I could see it as a +5 in this situation too; it's a +1 in general that is an additional +2 against one type of monster and another +2 against another type of monster. And even so, it might as well stack in some way, even if it is technically cheaper than +3 vs everything, since there's so many sorts of monsters that are neither one nor the other.
DeleteThat's the argument my players make, too. But it's fundamentally an incorrect assumption. Puissance +3 is +3 versus everything. Limited forms of that are a discount on it, not a separate and different form of additional Puissance.
DeleteSo +1, +3 vs. dragons, +3 vs. undead takes the best case of the three - +1 versus anything, but if that anything is either undead or a dragon, it gets +3 instead of +1.

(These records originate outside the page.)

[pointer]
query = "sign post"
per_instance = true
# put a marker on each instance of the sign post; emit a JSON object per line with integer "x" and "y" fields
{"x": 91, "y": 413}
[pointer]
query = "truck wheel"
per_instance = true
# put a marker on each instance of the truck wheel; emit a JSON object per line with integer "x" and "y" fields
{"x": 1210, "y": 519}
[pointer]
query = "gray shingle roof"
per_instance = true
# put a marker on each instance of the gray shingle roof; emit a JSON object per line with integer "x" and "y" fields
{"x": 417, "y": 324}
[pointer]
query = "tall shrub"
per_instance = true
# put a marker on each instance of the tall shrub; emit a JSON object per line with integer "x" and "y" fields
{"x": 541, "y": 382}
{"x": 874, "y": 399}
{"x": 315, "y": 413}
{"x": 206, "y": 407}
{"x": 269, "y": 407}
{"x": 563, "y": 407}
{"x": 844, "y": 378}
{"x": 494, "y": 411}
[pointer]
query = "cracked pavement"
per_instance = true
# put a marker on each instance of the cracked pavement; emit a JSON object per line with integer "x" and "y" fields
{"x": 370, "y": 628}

Allowing it to stack would mean that, say, Puissance +3 (vs. everything) combined with +3 (vs. humans) and +3 (vs. male) would be +9 versus male humans. You'd then want to get +3 (vs. non-males) so it would be +9 versus all humans, +3 vs. undead in case you fought a vampire (+12), +3 vs. guys with mono-syllabic names (+15 vs guys named John), etc. On top of this, all of these cases would pay for the +3 with a discount, so you'd pay less for adding special cases that increase your damage than adding full levels of damage that apply to everything.
You'd essentially create case where "+3 vs. everything" isn't the end point, it's the beginning point, and the more specific cases you can tack on the more damage you do. Amusing for Munchkin, but a total headache in game that messes with logic and the cost system alike.